Several high-profile textile brands and retailers, including Hugo Boss and Lidl, have been accused of directly or indirectly abetting and profiting from the forced labour of Uighurs in western China.
The allegations appear in a 96-page criminal claim filed by the European Center for Constitutional and Human Rights (ECCHR) in Germany earlier this month. Hugo Boss and Lidl deny the charges.
The Chinese government is forcing Uighurs in the autonomous Xinjiang region, where nearly 20% of the world’s cotton is produced, to harvest cotton and produce garments for some of the world’s best-known brands, according to numerous NGO and media reports.

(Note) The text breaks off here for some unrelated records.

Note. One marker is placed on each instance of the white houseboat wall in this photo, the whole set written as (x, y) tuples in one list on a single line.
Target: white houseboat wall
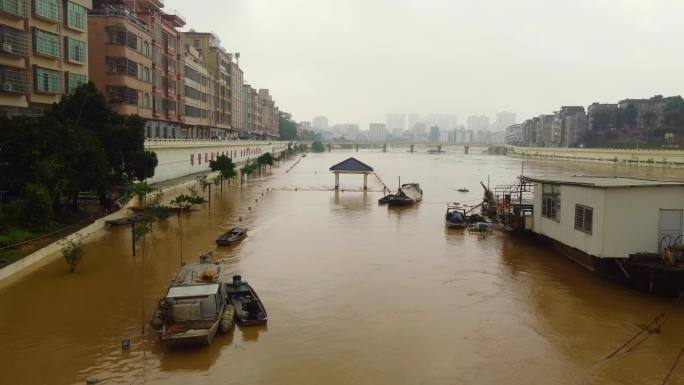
[(617, 227)]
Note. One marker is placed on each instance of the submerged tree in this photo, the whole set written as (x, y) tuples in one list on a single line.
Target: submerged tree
[(72, 251)]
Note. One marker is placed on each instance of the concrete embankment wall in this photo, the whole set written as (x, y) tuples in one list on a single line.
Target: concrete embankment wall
[(87, 234), (178, 158), (645, 158)]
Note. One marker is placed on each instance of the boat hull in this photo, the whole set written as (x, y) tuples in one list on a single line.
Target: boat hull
[(654, 278), (249, 310), (193, 337)]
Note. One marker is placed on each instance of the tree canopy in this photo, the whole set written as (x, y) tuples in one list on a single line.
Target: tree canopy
[(224, 165), (287, 128), (317, 146), (80, 144)]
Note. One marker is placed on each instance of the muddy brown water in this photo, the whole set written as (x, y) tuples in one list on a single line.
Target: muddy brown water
[(356, 293)]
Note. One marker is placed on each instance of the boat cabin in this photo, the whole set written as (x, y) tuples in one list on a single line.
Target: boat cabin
[(607, 217), (196, 293)]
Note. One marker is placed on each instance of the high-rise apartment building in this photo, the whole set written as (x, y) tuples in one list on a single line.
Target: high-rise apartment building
[(503, 120), (120, 58), (396, 124), (320, 123), (167, 66), (269, 113), (199, 94), (237, 98), (43, 52), (217, 60), (377, 132)]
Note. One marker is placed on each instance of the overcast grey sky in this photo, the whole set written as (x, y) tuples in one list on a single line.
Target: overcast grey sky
[(356, 60)]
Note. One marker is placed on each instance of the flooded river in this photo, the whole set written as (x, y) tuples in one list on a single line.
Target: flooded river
[(356, 293)]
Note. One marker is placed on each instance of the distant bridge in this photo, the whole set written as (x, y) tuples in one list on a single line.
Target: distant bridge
[(411, 147)]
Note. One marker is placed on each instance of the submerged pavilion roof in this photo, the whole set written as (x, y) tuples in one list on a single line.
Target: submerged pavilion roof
[(351, 165)]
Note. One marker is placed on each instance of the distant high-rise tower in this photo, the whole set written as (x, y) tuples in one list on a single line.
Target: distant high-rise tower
[(320, 123), (503, 120), (396, 124)]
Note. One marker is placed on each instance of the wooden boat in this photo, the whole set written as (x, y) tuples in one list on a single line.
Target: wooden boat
[(194, 308), (408, 194), (171, 209), (455, 216), (248, 307), (232, 236), (124, 221), (384, 200)]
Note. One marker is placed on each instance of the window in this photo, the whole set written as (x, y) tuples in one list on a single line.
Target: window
[(45, 43), (117, 34), (551, 201), (73, 81), (48, 9), (13, 80), (122, 66), (584, 216), (76, 50), (15, 7), (76, 15), (12, 41), (124, 95), (47, 80)]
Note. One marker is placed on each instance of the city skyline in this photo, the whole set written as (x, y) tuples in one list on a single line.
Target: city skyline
[(314, 76)]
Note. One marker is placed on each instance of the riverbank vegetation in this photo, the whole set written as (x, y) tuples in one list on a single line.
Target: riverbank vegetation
[(625, 127), (68, 165), (317, 146)]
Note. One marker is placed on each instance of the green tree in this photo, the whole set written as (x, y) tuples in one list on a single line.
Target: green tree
[(317, 147), (287, 128), (224, 165)]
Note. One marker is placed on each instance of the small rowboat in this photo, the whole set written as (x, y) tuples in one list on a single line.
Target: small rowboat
[(124, 221), (248, 307), (231, 237), (384, 200)]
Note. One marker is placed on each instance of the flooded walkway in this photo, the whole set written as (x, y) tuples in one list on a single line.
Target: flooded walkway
[(356, 293)]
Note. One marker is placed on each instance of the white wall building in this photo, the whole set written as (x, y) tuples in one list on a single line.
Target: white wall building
[(377, 132), (320, 123), (396, 124), (607, 217)]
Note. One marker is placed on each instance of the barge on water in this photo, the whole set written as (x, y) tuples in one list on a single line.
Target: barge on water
[(622, 228), (194, 308)]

International law experts have classed the treatment of the Muslim minority population in the region as amounting to crimes against humanity while various legislative proposals are being discussed by western governments aimed at holding companies accountable for human rights abuses.
Pushing back on western intervention, Beijing continues to deny the allegations. China has applied sanctions against individuals and organisations that repeat the claims and called for boycotts of international brands – such as H&M, Burberry, and Nike – that have raised concerns about the treatment of Uighurs.
However, according to the ECCHR, several European clothing brands and retailers continue to source goods from Xinjiang, as demonstrated in published supplier lists.
The Berlin-based non-profit organisation alleges that European companies may be contributing to or are complicit in a business model based on forced labour – a risk they should have been aware of – and are therefore profiting from human rights violations.
The ECCHR is asking public prosecutors in Germany’s Supreme Court to investigate the European retailers and their management for crimes under international law.
“The complaint highlights the potential systematic involvement of European companies in alleged state-sponsored forced labour in the [Xinjiang Uyghur Autonomous Region],” said Miriam Saage-Maaß, head of ECCHR’s business and human rights programme.
“It is unacceptable that European governments criticise China on human rights violations, while European companies may be profiting from the exploitation of the Uighur population. It is high time that those responsible in the companies are held accountable if suspicions of forced labour are confirmed.”
We do not tolerate forced or compulsory labour or any form of modern slavery – Hugo Boss statement
In response to the complaint, Hugo Boss has emphasised that the company does not tolerate any forced or compulsory labour or forms of modern slavery and obliges all partners along the supply chain to ensure compliance with human rights and not to tolerate any violations.
“We believe that our values and standards have been adhered to in the manufacture of our goods and that there have been no violations of the law. We, therefore, reject ECCHR’s claims to the contrary,” a spokesperson told IEL. “We have of course taken the public reports of human rights violations in the region very seriously and initiated measures accordingly.”
The fashion brand added that safeguarding human rights in the global supply chain is “a top priority” for the company: “Accordingly, we do not tolerate forced or compulsory labour or any form of modern slavery. This is part of our global standards. Wherever we stand up for our standards and values, we do so in the conviction that our products are manufactured according to what we have defined and specified as binding criteria for our business activities.
“Ultimately, the same values and standards apply to all our suppliers worldwide. Many months ago, we already requested our direct suppliers to inform us and confirm that the production of our goods in our supply chain is carried out in accordance with our values and standards and, in particular, that human rights and fair working conditions are observed along the supply chain.”
A spokesperson for Lidl said the retailer takes its responsibility for respecting the fundamental rights of all workers throughout its supply chains “extremely seriously”.
“We are committed to corporate due diligence, improving working conditions and strengthening human rights within the framework of the United Nations Guiding Principles on Business and Human Rights,” they said.
“We take a zero-tolerance position with regards to forced and child labour and it is part of our written code of conduct. This is communicated to all suppliers to comply with and they are required to implement social and ecological standards. If we have evidence regarding violations of these provisions, we will investigate and take any appropriate steps, including bans of production sites.”
As part of its corporate due diligence, Lidl said it “continuously and systematically” reviews potential risks, such as human rights violations, in the supply chains of its own-brand products and takes action as necessary. All production sites of Lidl non-food own brands are regularly checked by independent and local experts according to the recognised BSCI or SA 8000 standard.
Lidl said several of the producers highlighted in the ECCHR’s complaint no longer work for the retailer and it does not plan to award any more contracts to those suppliers.
In April 2021, NGOs Sherpa, the Collectif Ethique sur l’étiquette, the Uyghur Institute of Europe, and a Uighur victim filed a joint complaint in France alleging that French textile brands and retailers are profiting from forced labour in China.
Brands including Uniqlo, Zara, Bershka, Pull and Bear, and Massimo Dutti, which were named in the complaint, have denied the allegations. French authorities have reportedly begun investigations.